Based on the children’s book by Bernard Weber, the film follows Josh (Winslow Fegley), a young boy struggling to fit in, his dad (Scoot McNairy) and stepmother (Constance Wu). Upon moving to the city, the family finds out their new home is inhabited by a singing crocodile named Lyle, voiced by Shawn Mendes.
Josh Gordon, who co-directed the film with Will Speck, says it was important that Lyle didn’t come off mean or menacing. Gordon explains, “That’s part of the character — he scares people — but Lyle is somebody who people judge by his cover. They don’t understand that underneath he is incredibly soulful and sweet.”
Numerous factors needed to be taken into account when bringing Lyle to life, but it started with getting his eyes right. Once the animators found that soulful expression, the team then had to make sure he wasn’t cartoonishly cute. “Otherwise, people would ask, ‘Where’s the threat?’” Gordon says.
Visual effects supervisor Joe Bauer says the team went through numerous iterations of the computer-generated Lyle. “When it was wrong, it was really wrong,” he admits. Gordon then commissioned vendors to provide artwork, and from there, he could see what was working and what wasn’t.
Next, a combination of having a stand-in actor and Shawn Mendes’ vocals helped make Lyle believable. Speck says they didn’t want the cast to act opposite tennis balls or guide marks. Instead, they brought in an on-set actor, Ben Palacios, to play Lyle. He wore the face of Lyle as well as the tail and appendages of a crocodile. A camera bolted onto his helmet could track his facial expressions. “He was there giving each actor their Lyle moment, and it was so helpful to have someone processing the emotions,” Speck says.
A lot of capturing the nuances came from blocking and choreography. For the bathtub scene where Lyle takes a bath and starts singing, Palacios acted the scene out. Bauer says, “We shot a video-specific camera on his face, and that was helpful. Once we had that, it was the procedural stuff as far as the water and suds and the other things Lyle interacts with.”
Once Shawn Mendes came in and recorded his singing sessions, the animators could draw from that and reflect the intonation of his voice in Lyle’s face.
Finally, the approach to the set was not to treat it as VFX, but like a performance. “There was a lot of flexibility in the process that made it feel like it was performance-based,” Speck says. “We wanted it to feel as if it was a theatrical performance.”
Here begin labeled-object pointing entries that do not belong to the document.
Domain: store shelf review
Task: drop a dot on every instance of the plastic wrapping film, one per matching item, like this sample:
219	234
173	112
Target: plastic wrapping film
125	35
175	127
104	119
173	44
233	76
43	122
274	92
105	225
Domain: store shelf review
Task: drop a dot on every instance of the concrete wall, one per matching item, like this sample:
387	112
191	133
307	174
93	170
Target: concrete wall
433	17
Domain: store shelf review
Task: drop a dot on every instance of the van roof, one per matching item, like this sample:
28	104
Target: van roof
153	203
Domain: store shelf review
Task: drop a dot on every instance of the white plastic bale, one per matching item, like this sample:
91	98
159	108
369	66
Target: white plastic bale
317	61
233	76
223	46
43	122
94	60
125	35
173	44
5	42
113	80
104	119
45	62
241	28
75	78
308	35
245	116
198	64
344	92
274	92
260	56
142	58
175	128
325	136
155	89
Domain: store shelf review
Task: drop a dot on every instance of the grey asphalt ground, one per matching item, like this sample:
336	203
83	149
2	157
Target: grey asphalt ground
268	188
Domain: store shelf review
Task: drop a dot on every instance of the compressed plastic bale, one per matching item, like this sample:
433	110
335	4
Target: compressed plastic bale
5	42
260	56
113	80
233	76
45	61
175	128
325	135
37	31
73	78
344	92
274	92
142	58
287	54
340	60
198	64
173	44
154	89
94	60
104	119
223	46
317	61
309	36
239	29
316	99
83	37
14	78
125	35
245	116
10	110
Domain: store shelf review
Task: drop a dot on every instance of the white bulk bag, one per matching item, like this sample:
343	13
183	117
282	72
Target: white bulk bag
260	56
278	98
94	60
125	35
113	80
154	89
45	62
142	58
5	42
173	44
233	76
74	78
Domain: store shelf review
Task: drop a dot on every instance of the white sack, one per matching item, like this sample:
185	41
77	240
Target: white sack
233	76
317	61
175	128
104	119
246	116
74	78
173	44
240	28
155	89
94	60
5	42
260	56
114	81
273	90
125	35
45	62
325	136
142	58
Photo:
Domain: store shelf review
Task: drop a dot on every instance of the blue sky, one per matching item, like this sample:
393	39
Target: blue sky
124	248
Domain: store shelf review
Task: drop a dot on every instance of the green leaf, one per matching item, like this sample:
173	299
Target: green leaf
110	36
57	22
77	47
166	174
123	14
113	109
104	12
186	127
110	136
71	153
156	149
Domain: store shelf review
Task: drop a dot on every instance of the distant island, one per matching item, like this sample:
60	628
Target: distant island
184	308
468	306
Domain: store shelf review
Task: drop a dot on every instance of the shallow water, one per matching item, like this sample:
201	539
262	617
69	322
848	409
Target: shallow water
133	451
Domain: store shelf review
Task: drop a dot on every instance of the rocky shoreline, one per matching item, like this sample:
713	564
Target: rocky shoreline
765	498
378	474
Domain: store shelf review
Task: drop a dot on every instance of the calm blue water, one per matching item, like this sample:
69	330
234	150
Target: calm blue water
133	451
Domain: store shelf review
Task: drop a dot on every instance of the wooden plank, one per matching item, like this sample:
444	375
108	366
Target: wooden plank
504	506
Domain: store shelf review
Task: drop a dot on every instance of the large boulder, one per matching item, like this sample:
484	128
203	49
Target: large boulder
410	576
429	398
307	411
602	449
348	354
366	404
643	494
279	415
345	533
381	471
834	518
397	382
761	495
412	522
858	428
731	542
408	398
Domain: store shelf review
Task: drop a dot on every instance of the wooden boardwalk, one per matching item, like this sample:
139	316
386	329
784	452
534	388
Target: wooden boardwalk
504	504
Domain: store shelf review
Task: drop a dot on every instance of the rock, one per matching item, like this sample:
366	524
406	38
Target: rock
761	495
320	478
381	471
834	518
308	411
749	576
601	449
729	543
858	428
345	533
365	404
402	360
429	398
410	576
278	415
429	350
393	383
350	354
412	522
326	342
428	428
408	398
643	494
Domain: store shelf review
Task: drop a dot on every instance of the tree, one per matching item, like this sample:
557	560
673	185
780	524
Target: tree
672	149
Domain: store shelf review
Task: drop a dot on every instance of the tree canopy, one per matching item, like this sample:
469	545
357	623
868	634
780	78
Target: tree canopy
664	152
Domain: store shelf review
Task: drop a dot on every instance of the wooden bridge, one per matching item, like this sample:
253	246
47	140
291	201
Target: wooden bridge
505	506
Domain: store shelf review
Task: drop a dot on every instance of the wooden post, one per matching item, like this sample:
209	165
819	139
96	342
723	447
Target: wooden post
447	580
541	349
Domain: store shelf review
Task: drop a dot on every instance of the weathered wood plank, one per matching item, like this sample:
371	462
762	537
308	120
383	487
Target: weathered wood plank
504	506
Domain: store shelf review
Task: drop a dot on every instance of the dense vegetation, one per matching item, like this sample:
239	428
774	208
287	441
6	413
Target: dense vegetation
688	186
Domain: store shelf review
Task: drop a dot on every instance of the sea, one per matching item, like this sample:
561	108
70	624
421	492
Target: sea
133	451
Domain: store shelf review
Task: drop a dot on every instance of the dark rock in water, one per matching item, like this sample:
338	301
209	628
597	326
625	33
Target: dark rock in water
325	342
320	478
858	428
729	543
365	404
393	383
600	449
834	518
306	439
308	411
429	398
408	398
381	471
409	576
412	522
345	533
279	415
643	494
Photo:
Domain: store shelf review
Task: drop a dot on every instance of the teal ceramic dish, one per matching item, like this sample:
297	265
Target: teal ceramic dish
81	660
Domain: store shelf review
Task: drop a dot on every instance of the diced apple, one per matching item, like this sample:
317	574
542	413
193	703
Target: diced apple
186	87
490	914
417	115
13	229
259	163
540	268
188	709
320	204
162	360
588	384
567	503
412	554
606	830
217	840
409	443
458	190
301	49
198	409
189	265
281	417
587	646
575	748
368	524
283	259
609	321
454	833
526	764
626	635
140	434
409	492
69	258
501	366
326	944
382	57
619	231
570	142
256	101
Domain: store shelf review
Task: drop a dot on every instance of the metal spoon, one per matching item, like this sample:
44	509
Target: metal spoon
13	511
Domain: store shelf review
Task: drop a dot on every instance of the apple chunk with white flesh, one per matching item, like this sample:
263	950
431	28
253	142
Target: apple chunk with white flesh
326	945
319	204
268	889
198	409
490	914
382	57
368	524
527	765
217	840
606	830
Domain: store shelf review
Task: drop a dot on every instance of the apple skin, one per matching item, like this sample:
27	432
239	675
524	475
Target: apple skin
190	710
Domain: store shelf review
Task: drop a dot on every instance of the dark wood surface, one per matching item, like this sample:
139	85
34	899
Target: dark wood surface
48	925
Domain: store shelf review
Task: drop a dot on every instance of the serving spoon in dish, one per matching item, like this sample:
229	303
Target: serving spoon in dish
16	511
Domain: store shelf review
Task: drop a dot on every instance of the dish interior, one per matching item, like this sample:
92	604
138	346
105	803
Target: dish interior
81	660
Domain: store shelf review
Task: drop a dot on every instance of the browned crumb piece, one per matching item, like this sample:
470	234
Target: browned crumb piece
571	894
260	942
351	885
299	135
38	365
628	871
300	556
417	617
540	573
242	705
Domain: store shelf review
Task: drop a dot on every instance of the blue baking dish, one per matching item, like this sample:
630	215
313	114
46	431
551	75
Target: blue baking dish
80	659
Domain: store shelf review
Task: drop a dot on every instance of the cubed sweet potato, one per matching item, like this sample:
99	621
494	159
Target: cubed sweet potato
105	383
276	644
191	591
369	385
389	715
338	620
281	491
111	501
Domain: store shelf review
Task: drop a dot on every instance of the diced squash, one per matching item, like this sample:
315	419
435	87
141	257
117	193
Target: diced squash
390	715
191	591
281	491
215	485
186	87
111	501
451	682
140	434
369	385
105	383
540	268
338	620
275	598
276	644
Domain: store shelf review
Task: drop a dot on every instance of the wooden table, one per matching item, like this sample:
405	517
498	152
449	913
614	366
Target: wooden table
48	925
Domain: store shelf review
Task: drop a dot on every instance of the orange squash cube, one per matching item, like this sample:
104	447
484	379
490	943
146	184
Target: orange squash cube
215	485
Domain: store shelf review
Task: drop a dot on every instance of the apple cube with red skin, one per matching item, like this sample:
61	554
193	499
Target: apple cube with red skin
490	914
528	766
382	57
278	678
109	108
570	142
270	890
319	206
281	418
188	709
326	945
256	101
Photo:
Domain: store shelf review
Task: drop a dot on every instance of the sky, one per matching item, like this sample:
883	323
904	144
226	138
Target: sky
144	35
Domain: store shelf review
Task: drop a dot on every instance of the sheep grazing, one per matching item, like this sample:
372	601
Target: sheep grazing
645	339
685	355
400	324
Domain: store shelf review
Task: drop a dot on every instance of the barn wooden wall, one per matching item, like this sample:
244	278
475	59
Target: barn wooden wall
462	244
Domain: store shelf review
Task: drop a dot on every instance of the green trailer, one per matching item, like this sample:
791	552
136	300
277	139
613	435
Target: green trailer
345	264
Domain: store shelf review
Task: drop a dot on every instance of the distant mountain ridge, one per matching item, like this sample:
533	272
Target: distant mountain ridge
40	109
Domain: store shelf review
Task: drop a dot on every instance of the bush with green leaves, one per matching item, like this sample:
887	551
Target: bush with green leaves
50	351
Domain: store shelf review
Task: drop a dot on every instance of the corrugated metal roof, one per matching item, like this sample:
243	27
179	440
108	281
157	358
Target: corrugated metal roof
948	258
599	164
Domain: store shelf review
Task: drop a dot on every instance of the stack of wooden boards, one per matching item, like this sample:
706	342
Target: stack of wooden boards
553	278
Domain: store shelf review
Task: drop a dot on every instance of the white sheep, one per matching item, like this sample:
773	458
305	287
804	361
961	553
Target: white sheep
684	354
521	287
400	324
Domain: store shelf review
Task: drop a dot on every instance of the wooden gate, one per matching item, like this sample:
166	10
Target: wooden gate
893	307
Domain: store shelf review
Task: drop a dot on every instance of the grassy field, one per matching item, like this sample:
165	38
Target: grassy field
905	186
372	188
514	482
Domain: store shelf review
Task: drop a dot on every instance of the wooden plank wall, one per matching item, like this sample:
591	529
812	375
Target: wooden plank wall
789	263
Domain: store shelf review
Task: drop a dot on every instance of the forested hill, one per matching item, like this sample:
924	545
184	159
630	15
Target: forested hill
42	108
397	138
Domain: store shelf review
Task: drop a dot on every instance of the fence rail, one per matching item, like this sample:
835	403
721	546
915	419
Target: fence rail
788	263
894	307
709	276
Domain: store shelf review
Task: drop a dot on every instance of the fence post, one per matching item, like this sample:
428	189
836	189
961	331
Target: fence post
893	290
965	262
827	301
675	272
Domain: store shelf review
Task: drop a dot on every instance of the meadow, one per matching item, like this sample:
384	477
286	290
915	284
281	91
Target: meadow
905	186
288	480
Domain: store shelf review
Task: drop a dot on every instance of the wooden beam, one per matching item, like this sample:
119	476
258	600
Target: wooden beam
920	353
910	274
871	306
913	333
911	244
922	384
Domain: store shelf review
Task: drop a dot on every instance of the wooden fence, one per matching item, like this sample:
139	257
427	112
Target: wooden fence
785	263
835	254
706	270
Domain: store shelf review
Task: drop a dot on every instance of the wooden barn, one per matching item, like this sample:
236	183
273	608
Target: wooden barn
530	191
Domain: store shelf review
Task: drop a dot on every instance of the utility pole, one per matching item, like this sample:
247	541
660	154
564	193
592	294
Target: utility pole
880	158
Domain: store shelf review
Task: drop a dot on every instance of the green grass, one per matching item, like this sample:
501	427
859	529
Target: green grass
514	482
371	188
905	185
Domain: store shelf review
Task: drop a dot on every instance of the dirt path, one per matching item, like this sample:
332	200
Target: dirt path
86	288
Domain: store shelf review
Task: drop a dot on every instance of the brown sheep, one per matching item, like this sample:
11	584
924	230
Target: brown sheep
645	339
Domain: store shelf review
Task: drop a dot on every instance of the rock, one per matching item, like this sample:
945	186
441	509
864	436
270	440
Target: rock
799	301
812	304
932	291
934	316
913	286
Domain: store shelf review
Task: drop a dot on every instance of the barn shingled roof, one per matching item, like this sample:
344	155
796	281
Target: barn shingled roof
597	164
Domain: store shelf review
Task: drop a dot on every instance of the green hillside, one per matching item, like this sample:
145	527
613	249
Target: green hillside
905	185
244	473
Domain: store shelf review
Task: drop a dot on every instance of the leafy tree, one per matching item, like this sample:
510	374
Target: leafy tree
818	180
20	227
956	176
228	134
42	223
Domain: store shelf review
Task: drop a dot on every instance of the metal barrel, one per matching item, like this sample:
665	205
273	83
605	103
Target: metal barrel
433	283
The set of the family’s brownstone apartment helped with that. Gordon says, “The brownstone was a real set made up of several pieces. [So was] the entire back alleyway, and the buildings across the street.” He adds, “What that does is it immediately puts everybody in a place of realism — the actors don’t have to imagine where things are and where fire escapes are.”
The success of the film, Speck says, is based on the collaboration between vendors and storytelling. “It was a great partnership. You have to have that to do great VFX effects work,” he says. “The VFX artists are in service of story and emotion first.”
Adds Bauer, “We’re telling an emotional story between real people — and Lyle was one of those people — and the visual effects need to embrace it. But they also need to stand back a little bit and let the other magic happen, and that’s how we constructed our approach.”